I am glad to report that our problems are fixed and that our server is back to humming along nicely. The following is posted here so that if some other souls find themselves in our situation that they may learn form our experience:
What we changed:
- It was pointed out that max_connections of 500 was in fact insanely high, especially in light of using PGbouncer. Before we used PGbouncer we needed a lot more connections and when we started using PGbouncer, we never reduced this number.
- Our server_lifetime was set far too high (1 hour). Josh Berkus suggested lowering that to 5 minutes.
- We reduced the number of PGbouncer active connections to the DB.
What we learned:
- We had too many backends
- The backends were being kept around for too long by PGbouncer.
- This caused too many idle backends to kick around.
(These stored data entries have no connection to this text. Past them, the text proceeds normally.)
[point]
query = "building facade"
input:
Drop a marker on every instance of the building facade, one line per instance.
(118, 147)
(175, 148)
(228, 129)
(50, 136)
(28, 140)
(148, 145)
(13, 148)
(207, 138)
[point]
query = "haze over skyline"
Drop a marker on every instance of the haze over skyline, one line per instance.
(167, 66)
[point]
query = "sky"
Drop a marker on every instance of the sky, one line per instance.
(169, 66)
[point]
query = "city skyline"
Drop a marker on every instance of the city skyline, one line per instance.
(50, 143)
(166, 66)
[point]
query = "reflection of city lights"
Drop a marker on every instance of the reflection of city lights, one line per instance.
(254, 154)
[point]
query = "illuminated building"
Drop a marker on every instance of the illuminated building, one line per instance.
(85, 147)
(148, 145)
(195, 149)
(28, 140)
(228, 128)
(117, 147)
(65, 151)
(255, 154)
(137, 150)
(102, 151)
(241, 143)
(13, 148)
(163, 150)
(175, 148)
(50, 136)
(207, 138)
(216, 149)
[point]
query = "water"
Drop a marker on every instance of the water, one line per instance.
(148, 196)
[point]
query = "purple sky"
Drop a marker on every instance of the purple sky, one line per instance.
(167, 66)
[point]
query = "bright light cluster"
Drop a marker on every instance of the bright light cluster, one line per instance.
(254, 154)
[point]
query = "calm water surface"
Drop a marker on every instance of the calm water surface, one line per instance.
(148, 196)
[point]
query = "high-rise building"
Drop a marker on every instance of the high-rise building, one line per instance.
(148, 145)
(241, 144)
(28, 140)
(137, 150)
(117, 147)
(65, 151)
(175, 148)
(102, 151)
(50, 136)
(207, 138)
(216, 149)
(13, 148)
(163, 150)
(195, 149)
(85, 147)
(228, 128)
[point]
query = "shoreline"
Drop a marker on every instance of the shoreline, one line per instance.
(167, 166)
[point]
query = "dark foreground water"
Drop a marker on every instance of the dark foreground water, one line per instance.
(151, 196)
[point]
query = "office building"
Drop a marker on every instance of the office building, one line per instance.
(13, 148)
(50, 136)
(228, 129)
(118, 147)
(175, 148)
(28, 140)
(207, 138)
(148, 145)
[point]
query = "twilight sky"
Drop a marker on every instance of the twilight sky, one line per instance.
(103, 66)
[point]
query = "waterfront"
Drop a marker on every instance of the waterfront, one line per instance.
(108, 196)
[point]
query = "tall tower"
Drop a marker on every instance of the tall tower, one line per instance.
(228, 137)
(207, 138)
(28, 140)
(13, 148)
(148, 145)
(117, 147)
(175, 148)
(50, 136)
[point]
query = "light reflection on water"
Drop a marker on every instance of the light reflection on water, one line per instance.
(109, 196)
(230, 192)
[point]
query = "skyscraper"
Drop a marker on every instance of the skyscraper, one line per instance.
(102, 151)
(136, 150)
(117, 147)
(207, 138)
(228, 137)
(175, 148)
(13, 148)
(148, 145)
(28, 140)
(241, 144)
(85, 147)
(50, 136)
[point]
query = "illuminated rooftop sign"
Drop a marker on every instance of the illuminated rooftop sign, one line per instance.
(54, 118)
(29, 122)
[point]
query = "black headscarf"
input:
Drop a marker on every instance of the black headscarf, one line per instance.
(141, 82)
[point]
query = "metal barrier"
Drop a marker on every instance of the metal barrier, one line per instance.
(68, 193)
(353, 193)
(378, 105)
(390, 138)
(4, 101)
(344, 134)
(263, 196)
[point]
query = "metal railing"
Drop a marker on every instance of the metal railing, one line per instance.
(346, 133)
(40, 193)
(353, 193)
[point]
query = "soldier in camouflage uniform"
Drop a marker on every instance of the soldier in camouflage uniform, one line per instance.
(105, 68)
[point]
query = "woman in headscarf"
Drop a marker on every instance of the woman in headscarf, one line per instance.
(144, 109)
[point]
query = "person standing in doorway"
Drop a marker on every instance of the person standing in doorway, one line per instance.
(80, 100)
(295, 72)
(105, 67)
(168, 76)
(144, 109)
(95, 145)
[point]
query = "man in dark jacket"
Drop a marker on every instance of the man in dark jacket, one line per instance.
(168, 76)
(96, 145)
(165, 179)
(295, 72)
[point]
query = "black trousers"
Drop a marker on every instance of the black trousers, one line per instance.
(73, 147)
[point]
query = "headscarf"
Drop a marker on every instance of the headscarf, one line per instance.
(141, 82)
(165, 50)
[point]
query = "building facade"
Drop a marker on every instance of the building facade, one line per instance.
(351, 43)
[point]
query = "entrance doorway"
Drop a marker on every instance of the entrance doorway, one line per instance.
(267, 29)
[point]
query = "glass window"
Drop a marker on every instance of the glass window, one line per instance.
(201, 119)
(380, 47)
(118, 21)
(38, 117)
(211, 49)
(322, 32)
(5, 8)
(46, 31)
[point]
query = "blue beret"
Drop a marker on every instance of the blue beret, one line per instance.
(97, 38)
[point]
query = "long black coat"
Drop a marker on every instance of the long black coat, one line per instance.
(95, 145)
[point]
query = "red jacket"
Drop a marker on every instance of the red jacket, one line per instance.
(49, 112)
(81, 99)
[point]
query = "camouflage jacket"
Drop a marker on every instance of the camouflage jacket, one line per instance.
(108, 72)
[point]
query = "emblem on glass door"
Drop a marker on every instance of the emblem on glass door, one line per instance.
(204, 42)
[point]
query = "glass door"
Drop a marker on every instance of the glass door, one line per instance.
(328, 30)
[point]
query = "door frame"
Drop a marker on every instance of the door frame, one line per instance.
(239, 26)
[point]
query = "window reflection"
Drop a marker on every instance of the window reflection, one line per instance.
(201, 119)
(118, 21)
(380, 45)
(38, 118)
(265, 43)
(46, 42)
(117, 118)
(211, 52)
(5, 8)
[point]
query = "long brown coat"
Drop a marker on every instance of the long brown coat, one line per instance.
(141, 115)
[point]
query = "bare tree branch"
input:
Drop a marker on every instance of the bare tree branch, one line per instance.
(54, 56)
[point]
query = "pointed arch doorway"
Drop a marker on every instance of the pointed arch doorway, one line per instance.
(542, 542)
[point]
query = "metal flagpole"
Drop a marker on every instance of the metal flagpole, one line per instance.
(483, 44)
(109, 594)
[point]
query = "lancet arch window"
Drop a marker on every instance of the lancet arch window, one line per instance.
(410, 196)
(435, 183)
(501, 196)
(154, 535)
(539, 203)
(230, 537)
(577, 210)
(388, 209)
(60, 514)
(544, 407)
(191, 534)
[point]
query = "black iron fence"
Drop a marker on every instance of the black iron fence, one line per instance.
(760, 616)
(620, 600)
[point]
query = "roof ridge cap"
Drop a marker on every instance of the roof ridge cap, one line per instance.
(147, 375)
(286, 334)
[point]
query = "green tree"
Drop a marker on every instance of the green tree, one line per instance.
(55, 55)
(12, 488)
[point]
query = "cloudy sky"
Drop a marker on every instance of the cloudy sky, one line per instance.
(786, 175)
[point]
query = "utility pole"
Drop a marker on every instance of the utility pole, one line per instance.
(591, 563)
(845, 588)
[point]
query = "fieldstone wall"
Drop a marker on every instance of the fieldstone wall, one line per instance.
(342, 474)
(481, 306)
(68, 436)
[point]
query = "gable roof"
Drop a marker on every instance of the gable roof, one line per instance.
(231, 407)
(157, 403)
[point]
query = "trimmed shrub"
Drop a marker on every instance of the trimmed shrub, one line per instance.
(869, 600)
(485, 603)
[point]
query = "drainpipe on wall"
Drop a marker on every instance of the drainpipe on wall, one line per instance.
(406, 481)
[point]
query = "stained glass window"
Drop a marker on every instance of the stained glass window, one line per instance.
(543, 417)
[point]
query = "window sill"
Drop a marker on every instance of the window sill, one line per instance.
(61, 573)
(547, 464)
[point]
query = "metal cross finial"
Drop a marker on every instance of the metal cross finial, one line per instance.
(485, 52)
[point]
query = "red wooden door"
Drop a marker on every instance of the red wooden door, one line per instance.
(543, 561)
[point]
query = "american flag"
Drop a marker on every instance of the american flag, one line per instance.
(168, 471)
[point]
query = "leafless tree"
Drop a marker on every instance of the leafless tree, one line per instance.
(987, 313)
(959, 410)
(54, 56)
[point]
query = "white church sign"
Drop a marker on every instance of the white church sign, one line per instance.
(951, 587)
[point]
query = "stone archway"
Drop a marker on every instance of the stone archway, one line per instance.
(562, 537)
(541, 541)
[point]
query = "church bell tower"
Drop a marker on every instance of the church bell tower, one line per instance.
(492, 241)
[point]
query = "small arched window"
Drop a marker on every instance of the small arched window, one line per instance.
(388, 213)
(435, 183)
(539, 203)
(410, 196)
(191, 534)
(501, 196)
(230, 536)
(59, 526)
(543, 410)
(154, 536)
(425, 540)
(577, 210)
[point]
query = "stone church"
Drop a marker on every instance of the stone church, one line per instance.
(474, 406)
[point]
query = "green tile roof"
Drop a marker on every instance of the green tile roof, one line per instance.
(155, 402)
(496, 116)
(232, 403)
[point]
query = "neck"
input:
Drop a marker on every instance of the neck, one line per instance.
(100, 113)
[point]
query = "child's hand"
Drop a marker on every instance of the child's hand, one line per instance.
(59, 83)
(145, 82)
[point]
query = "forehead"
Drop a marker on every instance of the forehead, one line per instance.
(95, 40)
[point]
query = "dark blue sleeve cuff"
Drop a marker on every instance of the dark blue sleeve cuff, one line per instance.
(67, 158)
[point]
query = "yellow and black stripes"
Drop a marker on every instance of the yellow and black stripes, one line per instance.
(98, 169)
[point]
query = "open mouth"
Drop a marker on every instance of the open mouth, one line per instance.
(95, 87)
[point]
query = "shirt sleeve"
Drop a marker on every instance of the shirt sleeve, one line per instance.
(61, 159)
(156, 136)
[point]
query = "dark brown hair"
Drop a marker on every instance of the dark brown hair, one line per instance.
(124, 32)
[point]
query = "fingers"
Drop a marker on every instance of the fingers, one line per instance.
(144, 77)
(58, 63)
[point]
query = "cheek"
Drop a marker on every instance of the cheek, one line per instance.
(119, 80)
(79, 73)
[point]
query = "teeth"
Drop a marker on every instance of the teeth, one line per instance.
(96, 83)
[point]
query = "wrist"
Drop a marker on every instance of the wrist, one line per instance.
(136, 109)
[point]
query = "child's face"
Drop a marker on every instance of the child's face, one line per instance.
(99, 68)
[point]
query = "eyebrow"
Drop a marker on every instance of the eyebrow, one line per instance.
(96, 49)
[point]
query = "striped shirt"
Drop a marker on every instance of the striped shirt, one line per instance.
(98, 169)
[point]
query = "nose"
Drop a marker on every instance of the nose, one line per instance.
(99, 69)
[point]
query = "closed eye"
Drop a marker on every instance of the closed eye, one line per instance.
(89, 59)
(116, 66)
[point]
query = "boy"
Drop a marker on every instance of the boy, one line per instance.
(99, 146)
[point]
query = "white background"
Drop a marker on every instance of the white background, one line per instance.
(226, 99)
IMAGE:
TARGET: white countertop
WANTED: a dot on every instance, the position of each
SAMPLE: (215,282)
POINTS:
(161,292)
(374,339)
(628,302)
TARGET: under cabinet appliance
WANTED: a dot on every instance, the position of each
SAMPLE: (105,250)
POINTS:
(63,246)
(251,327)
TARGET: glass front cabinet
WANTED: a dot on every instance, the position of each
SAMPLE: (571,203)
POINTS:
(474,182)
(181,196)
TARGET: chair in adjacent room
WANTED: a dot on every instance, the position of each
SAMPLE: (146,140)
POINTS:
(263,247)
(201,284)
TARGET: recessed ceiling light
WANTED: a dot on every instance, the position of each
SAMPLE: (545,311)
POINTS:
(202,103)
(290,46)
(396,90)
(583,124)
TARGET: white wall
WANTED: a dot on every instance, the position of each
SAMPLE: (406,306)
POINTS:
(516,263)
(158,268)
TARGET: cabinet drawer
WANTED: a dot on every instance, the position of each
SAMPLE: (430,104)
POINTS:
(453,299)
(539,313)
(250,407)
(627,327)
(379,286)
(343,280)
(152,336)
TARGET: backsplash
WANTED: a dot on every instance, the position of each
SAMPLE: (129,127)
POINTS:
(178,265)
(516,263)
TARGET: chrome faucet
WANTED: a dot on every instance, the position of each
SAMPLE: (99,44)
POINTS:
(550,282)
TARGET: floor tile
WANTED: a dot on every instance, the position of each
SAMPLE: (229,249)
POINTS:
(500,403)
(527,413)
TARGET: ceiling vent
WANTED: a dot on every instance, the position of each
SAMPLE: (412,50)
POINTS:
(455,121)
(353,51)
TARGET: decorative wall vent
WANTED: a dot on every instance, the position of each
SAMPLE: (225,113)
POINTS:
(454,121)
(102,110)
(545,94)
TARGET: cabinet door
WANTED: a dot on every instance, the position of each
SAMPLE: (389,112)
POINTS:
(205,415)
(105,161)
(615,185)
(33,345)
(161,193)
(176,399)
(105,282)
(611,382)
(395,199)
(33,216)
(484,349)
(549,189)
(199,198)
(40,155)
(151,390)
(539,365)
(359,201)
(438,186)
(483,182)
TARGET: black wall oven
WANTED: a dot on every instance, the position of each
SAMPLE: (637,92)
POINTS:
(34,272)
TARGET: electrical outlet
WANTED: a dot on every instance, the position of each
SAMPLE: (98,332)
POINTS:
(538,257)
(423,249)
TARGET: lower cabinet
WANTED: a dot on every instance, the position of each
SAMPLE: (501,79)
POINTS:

Once we exhausted physical ram, we started swapping.
- Linux 3.2 apparently has some less than desirable swap behaviours. Once we started swapping, everything went nuts.
Going forward we’re going to upgrade our kernel the next time we have down time for our site and the rest should be sorted now.
Finally a word about Postgres itself:
Postgres rocks our world. I’m immensely pleased that once again the problems were our own stupidity and not Postgres’ fault. In over 10 years of using Postgres, problems with our site have never been Postgres’ fault. Not once.
Thanks to everyone who helped us through this tough time!